More on Healthcare

I wrote this piece yesterday, hoping to finish up this morning. I was waylaid by a cute baby. Most of what I’ve written will likely be moot as the debate unfolds and even this morning there is talk of a Blue Dog breakthrough (CNN, Politico, Fox). If you read nothing else, read this opinion piece in the New York Times (here) that outlines what the reform looks like right now and why, even if you have coverage now, you should want to see reform.

I take some time to enjoy my new baby girl and the healthcare debate appears to go to shit, hijacked by a stupid overreaction in race relations (by both sides, but I assign a higher fault the people who are supposed to be professionals: the cops) and a media desperate for ad impressions. Obama was right to say that the police acted stupidly. We pay them to carry guns and not act petulantly or expect a level of obsequiousness when confronted with the reality that a perceived burglar is in fact present in said burglar’s own home and regardless of what is going on in front of them. Christopher Hitchens over on Slate has a pretty good response (here) and one that I agree with; in short, a person, regardless of skin color in their own home can overreact as much as they want and should not be arrested. Cops did themselves no favors. Gates did himself no favors. I’m not sure this is a teachable moment in a high and lofty way as much as it is a teachable moment in how stupid people can be. That said, on to the greater issue at hand.

Not a single conservative has mentioned with any authority why we shouldn’t reform health insurance in the United States. Not one. Even my ultra-conservatives here in Utah. Still, it appears the more conservative of the Democratic Party are holding meaningful reform hostage.

There was an article on Slate.com a few months back that talked about foregoing consensus altogether. I’m not sure that’s where Obama wants to go in this fight. In my quest to stay on top of the near daily health care swings and sways I found a few articles I’d like to share.

Krugman in the New York Times talks about it here as does Steven Pearlstein of the Washington Post here. Both were linked from a fantastic article on Slate, Why You Can’t Trust Your Health Insurer.

I agree with Pearlstein when he says:

“The problem with the Blue Dogs is that they tend to confuse centrism with splitting the difference between the warring camps, or making policy by choosing one from Column A and one from Column B. The more effective centrists use their political leverage to create a Column C.”

We need a lot of Column C right now.

I also agree with Krugman:

“Reform, if it happens, will rest on four main pillars: regulation, mandates, subsidies and competition.”
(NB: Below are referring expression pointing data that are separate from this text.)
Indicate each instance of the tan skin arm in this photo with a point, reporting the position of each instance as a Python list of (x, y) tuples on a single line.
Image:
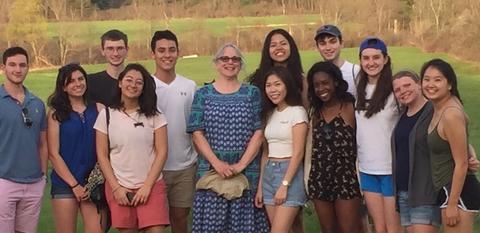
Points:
[(119, 192), (299, 134), (161, 145), (263, 162), (43, 152), (453, 127), (473, 163), (61, 168)]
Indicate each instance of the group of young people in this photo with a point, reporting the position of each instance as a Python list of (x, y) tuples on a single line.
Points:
[(260, 149)]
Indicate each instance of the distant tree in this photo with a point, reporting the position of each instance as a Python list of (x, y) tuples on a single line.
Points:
[(27, 24), (57, 7), (108, 4)]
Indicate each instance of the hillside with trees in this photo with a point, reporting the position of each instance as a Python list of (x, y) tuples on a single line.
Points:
[(59, 31)]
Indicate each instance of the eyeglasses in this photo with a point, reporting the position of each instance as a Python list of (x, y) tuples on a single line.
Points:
[(26, 119), (234, 59)]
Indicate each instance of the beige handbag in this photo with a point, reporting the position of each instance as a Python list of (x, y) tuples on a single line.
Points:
[(229, 188)]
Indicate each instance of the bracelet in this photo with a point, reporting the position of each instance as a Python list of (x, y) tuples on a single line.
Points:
[(115, 189)]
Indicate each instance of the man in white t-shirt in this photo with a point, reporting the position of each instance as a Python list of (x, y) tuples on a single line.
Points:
[(328, 39), (174, 99)]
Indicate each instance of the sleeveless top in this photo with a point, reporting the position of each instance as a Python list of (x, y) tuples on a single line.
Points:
[(441, 159), (333, 173), (77, 145)]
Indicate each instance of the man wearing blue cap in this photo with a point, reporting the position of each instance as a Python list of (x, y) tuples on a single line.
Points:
[(328, 39)]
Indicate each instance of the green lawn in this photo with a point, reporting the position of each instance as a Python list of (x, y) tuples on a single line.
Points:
[(201, 70)]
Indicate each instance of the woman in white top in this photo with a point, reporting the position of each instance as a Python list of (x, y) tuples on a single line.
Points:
[(281, 186), (376, 115), (132, 149)]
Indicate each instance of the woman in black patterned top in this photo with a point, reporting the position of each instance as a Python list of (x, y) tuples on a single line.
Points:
[(331, 177)]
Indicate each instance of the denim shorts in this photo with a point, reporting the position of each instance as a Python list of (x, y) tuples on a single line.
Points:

“By regulation I mean the nationwide imposition of rules that would prevent insurance companies from denying coverage based on your medical history, or dropping your coverage when you get sick. This would stop insurers from gaming the system by covering only healthy people.

On the other side, individuals would also be prevented from gaming the system: Americans would be required to buy insurance even if they’re currently healthy, rather than signing up only when they need care. And all but the smallest businesses would be required either to provide their employees with insurance, or to pay fees that help cover the cost of subsidies — subsidies that would make insurance affordable for lower-income American families.”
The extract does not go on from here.